1.5 Treatment of Acromegaly
This disease is almost always due to a progestin-induced hypersecretion of growth hormone (GH). In a recent study, preliminary data tend to show that aglepristone may be efficient in treating acromegaly in bitches.
1.6 Adverse Effects
Side effects may be observed in case of aglepristone administration: restlessness, anorexia, emesis, diarrhea, drop of rectal temperature, vulvar discharge... 5.7% (5/88) bitches treated for induced abortion underwent a metritis that necessitated a specific therapy using PGF2α. (Fieni 1996).

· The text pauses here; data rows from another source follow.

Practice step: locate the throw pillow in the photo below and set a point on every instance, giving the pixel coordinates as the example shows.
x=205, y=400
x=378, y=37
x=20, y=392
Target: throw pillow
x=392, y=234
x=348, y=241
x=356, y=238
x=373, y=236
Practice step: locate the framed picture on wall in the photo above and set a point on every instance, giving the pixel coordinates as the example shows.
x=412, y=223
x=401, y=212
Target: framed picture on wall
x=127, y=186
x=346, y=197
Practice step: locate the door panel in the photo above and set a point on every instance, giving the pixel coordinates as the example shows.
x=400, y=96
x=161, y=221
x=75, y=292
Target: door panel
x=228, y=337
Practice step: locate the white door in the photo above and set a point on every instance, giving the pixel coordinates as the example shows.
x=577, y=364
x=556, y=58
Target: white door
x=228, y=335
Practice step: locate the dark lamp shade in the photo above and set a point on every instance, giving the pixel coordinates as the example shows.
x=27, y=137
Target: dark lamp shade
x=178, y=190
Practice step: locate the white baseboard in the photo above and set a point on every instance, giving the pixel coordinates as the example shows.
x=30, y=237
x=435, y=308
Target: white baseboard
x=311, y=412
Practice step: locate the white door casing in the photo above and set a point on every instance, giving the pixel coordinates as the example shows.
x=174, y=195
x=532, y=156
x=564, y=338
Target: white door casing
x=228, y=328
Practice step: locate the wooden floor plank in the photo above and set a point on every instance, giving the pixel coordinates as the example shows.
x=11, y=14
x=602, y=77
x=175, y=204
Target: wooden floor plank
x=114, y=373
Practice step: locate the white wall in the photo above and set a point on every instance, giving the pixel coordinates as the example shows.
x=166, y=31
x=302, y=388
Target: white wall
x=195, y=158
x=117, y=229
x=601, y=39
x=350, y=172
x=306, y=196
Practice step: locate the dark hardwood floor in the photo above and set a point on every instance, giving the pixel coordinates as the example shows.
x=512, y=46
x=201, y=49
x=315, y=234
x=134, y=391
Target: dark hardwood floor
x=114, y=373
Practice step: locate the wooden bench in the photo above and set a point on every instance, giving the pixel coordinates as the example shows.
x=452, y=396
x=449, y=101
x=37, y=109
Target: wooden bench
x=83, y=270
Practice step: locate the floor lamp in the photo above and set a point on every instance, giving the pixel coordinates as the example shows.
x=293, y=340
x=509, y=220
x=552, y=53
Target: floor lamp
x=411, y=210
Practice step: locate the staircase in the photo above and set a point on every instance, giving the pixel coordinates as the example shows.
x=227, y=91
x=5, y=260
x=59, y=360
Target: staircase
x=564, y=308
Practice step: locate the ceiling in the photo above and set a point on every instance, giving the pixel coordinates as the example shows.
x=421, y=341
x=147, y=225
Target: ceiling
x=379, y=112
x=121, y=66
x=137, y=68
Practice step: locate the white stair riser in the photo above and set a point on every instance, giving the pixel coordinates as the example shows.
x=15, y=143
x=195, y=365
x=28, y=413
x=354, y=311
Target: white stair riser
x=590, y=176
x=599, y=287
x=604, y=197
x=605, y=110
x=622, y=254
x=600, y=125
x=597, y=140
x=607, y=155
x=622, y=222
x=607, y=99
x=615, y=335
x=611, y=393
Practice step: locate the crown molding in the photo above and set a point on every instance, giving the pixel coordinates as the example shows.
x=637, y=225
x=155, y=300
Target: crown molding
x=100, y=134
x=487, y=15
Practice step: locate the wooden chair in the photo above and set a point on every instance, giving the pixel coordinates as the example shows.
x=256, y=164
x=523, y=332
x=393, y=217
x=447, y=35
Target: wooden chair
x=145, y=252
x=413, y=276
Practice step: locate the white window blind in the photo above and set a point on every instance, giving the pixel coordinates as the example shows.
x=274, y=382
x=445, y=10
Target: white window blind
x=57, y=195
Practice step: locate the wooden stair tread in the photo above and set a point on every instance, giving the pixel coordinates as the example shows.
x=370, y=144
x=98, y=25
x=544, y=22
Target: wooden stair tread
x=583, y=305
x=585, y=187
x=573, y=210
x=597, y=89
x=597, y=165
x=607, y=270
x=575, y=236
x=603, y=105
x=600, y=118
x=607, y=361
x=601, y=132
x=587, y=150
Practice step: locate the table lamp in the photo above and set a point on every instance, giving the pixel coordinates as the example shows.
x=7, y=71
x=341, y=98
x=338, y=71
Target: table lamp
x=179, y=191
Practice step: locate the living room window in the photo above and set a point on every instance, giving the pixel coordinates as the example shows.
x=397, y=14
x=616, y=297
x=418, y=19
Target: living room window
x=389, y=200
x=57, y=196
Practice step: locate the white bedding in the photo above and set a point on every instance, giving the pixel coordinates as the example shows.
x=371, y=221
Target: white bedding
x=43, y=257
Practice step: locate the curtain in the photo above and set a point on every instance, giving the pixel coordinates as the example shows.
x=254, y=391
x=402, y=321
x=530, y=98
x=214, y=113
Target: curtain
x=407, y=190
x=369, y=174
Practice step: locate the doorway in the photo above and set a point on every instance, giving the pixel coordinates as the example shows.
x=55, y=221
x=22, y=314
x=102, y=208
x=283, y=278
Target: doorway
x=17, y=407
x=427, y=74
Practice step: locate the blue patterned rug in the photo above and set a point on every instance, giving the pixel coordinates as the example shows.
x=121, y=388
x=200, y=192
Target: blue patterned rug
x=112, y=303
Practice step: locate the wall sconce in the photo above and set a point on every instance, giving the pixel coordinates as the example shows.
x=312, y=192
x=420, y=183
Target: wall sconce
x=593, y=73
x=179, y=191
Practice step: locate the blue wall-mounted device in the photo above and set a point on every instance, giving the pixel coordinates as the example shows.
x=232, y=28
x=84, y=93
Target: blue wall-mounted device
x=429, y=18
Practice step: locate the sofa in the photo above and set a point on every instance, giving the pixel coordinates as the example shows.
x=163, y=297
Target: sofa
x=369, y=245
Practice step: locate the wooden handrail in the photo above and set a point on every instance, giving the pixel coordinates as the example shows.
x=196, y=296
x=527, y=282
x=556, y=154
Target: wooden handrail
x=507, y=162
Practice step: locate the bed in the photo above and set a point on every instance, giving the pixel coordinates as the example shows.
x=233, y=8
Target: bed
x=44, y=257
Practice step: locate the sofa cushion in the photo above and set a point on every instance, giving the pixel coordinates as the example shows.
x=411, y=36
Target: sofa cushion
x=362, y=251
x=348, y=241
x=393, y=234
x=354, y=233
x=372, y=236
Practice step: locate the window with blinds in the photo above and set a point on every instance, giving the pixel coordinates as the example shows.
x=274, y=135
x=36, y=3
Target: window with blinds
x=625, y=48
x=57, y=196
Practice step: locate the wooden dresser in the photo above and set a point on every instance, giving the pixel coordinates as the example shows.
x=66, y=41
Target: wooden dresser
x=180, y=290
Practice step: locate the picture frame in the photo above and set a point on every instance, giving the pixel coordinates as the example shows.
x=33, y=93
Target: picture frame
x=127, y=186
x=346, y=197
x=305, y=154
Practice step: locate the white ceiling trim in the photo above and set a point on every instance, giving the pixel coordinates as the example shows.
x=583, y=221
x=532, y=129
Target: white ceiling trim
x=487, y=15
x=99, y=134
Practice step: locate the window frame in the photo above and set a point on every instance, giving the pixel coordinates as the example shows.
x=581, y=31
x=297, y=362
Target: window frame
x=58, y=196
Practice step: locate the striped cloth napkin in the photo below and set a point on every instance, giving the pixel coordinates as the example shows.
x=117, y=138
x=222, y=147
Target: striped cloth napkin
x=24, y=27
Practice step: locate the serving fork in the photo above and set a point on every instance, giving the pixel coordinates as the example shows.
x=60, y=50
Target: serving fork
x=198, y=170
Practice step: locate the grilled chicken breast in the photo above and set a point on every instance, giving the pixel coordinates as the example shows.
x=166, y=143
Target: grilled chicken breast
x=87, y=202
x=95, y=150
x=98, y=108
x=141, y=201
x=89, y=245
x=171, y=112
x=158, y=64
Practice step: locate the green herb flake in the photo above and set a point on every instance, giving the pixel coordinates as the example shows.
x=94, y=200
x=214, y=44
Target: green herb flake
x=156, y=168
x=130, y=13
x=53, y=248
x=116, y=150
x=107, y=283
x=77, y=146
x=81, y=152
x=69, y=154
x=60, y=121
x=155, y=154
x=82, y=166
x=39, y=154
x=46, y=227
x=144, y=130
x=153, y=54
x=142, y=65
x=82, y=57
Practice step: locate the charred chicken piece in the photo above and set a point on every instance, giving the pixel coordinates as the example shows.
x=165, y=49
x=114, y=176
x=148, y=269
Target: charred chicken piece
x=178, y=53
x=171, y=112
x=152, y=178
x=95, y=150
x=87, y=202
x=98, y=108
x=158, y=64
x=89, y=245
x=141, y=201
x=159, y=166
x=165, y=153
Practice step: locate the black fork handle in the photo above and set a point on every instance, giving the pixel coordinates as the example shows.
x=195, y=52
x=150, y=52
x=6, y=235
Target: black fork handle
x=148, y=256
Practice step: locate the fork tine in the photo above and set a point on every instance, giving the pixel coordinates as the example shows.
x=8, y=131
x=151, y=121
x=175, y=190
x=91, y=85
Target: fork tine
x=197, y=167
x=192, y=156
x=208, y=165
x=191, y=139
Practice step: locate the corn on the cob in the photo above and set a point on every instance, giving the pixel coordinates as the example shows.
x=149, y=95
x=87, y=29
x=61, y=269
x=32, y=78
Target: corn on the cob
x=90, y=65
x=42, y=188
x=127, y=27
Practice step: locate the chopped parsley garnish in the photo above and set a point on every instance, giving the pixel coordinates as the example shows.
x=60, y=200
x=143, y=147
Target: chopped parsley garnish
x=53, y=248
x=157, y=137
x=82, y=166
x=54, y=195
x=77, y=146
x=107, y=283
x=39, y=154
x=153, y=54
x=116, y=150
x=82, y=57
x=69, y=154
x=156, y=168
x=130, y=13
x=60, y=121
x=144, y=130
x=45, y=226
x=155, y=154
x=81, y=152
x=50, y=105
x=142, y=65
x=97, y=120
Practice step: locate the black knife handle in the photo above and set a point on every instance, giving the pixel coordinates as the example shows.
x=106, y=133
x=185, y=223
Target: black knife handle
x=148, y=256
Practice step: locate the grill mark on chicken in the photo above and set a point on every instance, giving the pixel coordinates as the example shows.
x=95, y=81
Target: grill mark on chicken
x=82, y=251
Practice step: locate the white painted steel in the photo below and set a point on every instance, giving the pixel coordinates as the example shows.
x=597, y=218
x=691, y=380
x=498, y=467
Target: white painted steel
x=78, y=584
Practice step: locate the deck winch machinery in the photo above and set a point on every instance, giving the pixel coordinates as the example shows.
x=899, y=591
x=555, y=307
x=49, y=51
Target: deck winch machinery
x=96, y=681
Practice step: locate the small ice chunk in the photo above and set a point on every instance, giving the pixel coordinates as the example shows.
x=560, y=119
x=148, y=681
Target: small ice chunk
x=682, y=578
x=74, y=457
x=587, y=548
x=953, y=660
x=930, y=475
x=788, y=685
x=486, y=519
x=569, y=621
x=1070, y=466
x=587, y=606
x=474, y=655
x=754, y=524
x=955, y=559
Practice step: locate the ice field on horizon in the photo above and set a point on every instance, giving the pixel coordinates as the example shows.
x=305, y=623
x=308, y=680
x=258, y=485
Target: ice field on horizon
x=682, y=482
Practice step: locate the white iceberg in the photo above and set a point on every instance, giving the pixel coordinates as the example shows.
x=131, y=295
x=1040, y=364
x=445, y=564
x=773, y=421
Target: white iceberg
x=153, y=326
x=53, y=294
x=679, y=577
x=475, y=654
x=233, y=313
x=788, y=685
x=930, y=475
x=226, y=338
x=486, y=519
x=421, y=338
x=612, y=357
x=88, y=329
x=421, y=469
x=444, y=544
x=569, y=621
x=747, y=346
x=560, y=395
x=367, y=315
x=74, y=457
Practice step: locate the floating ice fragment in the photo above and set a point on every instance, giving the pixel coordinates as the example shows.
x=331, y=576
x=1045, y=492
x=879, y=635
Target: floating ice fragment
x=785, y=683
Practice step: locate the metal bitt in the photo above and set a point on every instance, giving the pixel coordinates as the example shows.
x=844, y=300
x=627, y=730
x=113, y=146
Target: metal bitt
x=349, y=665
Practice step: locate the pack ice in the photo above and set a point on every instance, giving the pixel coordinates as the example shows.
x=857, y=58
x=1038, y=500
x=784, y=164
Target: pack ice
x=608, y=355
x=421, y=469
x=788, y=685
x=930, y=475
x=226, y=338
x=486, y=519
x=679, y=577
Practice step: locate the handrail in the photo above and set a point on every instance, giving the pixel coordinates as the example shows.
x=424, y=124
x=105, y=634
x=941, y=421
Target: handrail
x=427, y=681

2. Uses of Anti-progestins in Queens
2.1 Induced Abortion
The dose is slightly higher than in dogs: two repeated subcutaneous injections 15 mg/kg at 24 hours interval between D0 and D45 after mating. The effectiveness of this protocol is higher before implantation (95%) than after implantation (85%). The termination of pregnancy is achieved in 50% of the queens within 3 days. In most cases, the following interestrous interval is significantly shortened, and the queen rapidly comes in heat, with a high fertility.
2.2 Treatment of Pyometra
The combination of aglepristone and PGF2α describe above may be successfully used in queens.
3. Treatment of Mammary Fibroadenomatosis
Different protocols have been published:
20 mg/kg (SC once a week) until complete mammary regression;
10 mg/kg on two consecutive days, once weekly.
Usually a minimum of 4 to 6 weeks is needed for a complete mammary regression.